The present invention relates to the control of an electromechanical actuator assembly including an actuating member moved by energization of an associated electrical coil, and particularly to techniques for identifying a position of the actuating member relative to the coil by measuring a parameter representative of inductance attributable to a position of the actuating member. The invention has intended use relating to the control of a fuel, such as a gas flow to a burner, when the fuel is communicated to the burner through an electromagnetically operated valve. The invention is most applicable to techniques for remotely controlling an electrically operated proportional valve to provide closed loop valve position control, but is also applicable to any type of electromechanical actuator having a varying parameter resulting from actuator movement.
A wide variety of sensing devices for detecting position of an actuating member in an electromechanical actuator assembly are known in the art. Most of these devices employ supplemental devices on the electromechanical actuator assembly to monitor relative positions of the working elements of the assembly. For example, numerous types of proximity sensors, limit switches and the like to detect actuator movement have been employed. In particular, common present day actuator position sensing devices will employ a magnetic sensor such as a Hall or magneto-resistive sensor located inside the valve to measure position. Another common system presently used is to attach a potentiometer to the moving member at an external location. Such various forms and types of sensing systems have enjoyed varying degrees of success, but they all have been found to have limits on their economic and practical value. In particular, all involve supplemental internal or externally mounted position transducers, which can significantly increase the complexity of the system and its costs. Particularly, when considered in the context of a gas burner, it is desirable that the control system have the ability to control the level of heat accurately and cost-effectively.

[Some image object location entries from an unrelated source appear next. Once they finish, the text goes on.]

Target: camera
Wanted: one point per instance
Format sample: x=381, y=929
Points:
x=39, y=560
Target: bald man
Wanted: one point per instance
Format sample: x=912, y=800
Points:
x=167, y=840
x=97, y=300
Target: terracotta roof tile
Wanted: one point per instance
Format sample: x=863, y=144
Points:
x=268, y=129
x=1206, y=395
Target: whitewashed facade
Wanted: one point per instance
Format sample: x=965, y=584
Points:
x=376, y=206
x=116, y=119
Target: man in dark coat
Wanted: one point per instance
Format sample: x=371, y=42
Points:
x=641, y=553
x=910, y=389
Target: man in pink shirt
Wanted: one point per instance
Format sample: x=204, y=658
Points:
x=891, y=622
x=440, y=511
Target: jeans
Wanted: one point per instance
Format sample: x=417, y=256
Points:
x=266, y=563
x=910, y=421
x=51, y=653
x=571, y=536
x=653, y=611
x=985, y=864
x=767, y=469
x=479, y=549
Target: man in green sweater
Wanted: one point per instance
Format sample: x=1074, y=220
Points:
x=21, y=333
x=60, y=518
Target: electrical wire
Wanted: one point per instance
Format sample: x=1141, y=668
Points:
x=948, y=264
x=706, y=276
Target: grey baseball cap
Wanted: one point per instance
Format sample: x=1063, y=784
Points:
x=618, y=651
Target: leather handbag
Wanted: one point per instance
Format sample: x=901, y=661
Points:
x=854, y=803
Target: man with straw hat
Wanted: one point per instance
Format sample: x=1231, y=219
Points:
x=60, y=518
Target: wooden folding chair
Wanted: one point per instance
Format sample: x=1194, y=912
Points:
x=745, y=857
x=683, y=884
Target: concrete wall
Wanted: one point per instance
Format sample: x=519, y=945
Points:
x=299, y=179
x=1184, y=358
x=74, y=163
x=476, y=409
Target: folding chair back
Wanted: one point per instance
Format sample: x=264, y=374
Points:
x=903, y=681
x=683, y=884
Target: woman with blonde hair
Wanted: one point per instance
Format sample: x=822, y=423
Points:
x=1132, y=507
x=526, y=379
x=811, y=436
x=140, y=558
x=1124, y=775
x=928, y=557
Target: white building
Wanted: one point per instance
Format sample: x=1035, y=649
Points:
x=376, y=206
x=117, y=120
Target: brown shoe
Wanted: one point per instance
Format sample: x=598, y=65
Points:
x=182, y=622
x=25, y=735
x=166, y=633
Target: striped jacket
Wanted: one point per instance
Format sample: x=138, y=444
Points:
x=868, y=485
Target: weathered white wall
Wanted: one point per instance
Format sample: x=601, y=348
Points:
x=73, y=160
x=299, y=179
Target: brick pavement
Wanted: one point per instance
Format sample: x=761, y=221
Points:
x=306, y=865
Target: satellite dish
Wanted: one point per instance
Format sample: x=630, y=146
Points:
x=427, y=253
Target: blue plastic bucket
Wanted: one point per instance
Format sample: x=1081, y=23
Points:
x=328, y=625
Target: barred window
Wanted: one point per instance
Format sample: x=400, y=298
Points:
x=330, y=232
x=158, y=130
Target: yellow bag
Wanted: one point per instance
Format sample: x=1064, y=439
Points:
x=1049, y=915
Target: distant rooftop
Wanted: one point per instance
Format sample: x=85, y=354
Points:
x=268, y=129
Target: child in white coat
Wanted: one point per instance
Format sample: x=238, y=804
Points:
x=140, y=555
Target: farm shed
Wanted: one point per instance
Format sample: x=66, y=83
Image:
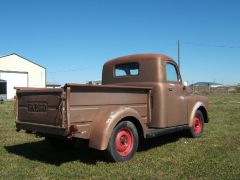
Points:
x=16, y=71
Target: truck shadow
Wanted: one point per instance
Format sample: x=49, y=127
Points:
x=162, y=140
x=43, y=151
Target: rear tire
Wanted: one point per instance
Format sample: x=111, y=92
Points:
x=123, y=142
x=197, y=125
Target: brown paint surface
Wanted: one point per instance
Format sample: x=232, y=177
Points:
x=94, y=110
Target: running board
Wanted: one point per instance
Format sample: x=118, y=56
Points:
x=155, y=132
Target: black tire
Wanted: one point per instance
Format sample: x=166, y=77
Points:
x=123, y=142
x=197, y=125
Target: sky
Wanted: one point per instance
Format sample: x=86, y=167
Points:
x=72, y=39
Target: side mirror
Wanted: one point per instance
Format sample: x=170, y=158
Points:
x=185, y=83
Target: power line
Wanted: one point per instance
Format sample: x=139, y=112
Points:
x=210, y=45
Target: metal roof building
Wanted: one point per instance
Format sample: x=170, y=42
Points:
x=16, y=71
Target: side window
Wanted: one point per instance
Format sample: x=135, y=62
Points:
x=171, y=72
x=127, y=69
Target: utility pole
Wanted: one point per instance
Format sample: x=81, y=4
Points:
x=179, y=55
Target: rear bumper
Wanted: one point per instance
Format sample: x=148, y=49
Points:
x=41, y=128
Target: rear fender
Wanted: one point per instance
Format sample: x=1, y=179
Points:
x=105, y=121
x=198, y=105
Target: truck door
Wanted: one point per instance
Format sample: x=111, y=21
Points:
x=176, y=103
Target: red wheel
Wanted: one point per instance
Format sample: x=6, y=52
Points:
x=123, y=142
x=197, y=125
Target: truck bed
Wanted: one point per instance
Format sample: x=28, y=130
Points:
x=71, y=110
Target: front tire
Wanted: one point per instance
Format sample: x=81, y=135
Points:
x=123, y=142
x=197, y=125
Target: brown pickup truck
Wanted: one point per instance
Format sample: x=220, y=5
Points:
x=142, y=96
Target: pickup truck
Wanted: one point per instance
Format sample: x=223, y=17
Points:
x=141, y=96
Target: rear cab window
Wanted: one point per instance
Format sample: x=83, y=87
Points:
x=126, y=70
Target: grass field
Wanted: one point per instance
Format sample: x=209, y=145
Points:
x=214, y=156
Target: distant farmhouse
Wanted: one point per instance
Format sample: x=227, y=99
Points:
x=16, y=71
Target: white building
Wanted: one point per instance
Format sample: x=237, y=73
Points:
x=16, y=71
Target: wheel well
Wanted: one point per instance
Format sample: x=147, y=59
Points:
x=204, y=112
x=137, y=125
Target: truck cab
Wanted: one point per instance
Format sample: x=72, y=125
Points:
x=171, y=99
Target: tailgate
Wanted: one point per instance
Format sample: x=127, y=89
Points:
x=39, y=108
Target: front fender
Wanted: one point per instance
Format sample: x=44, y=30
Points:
x=104, y=123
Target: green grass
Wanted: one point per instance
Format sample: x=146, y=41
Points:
x=214, y=156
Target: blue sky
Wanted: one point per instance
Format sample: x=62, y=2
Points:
x=74, y=38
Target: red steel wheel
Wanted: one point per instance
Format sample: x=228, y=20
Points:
x=197, y=125
x=124, y=142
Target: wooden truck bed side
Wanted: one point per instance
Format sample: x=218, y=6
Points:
x=77, y=110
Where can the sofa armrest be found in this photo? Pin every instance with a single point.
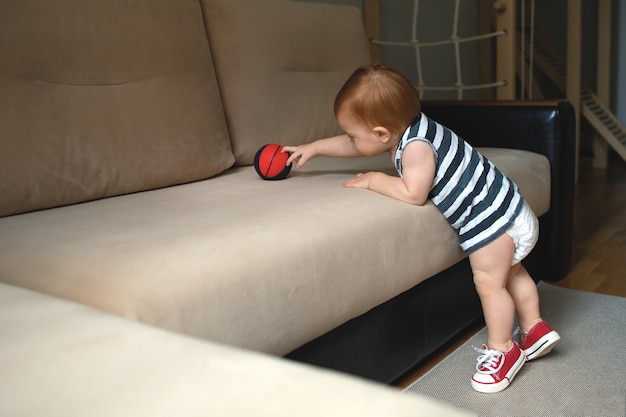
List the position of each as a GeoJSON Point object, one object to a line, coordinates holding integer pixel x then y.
{"type": "Point", "coordinates": [544, 127]}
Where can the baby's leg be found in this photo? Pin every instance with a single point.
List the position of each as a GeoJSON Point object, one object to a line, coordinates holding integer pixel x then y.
{"type": "Point", "coordinates": [491, 266]}
{"type": "Point", "coordinates": [525, 296]}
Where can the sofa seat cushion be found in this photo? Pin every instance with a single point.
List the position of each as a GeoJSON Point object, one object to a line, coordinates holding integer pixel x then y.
{"type": "Point", "coordinates": [101, 98]}
{"type": "Point", "coordinates": [265, 265]}
{"type": "Point", "coordinates": [280, 64]}
{"type": "Point", "coordinates": [62, 359]}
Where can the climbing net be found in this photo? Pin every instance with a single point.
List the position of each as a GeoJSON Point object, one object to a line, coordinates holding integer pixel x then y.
{"type": "Point", "coordinates": [460, 84]}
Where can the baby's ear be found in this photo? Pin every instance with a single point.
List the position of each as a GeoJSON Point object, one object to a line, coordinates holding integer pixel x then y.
{"type": "Point", "coordinates": [382, 133]}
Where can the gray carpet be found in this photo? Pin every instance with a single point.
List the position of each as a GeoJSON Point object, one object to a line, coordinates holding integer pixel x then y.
{"type": "Point", "coordinates": [585, 374]}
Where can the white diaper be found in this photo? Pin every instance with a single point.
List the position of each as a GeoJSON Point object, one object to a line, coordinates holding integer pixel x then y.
{"type": "Point", "coordinates": [524, 231]}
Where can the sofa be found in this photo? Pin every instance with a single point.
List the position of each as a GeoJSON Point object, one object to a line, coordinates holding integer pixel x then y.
{"type": "Point", "coordinates": [128, 131]}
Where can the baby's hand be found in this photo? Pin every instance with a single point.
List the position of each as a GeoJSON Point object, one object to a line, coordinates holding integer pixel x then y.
{"type": "Point", "coordinates": [300, 154]}
{"type": "Point", "coordinates": [360, 181]}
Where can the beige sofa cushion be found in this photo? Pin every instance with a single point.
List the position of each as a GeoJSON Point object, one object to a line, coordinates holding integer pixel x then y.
{"type": "Point", "coordinates": [101, 97]}
{"type": "Point", "coordinates": [60, 359]}
{"type": "Point", "coordinates": [280, 64]}
{"type": "Point", "coordinates": [258, 264]}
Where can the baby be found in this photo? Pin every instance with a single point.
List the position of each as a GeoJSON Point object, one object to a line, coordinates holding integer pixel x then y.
{"type": "Point", "coordinates": [379, 110]}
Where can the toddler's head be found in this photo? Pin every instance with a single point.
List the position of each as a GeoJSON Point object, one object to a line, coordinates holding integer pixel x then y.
{"type": "Point", "coordinates": [376, 95]}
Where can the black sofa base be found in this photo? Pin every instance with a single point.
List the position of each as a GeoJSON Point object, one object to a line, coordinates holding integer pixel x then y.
{"type": "Point", "coordinates": [390, 339]}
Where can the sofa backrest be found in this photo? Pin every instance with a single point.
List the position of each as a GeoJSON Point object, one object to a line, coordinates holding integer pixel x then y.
{"type": "Point", "coordinates": [105, 97]}
{"type": "Point", "coordinates": [280, 64]}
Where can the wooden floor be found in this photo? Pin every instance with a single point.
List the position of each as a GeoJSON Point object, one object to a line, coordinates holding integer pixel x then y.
{"type": "Point", "coordinates": [599, 246]}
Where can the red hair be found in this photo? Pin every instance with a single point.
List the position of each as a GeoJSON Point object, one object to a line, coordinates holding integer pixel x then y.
{"type": "Point", "coordinates": [376, 95]}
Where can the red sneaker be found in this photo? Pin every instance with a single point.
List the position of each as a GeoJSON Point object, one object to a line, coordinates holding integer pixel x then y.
{"type": "Point", "coordinates": [538, 341]}
{"type": "Point", "coordinates": [495, 369]}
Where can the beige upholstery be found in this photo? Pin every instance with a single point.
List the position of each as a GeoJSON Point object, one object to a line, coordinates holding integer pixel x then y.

The gas range of the future will have more electronics than ever. One area where electronics is likely to come into play is in control of the valve itself. Such control will allow for features such as temperature versus time profiles, time programmed cooking, and locating the operation knob away from a hot burner location. Closed loop position control of an electromagnetic valve will allow the set position to be accurately maintained even in the presence of varying supply pressures. It will also provide greater safety as the actual valve position is always monitored.
Another safety concern for modulating gas valve assemblies is hang-up of the valve member. Most valve members are spring-biased to force the member closed so that when power to the actuating coil is cutoff, the valve member will close and shutoff gas flow to the burner. In those circumstances where a spring does not or cannot force the valve member closed, the gas flow is left running to the burner. A piece of dirt on the valve seat is an example of what could cause hang-up.
The present invention contemplates a new and improved electromechanical actuator control scheme comprising a position sensing circuit which overcomes the above-referred to problems and others to provide a new control system and method which is simple in design, economical to manufacture and readily adaptable to a plurality of electromechanical actuators, including flow control valves.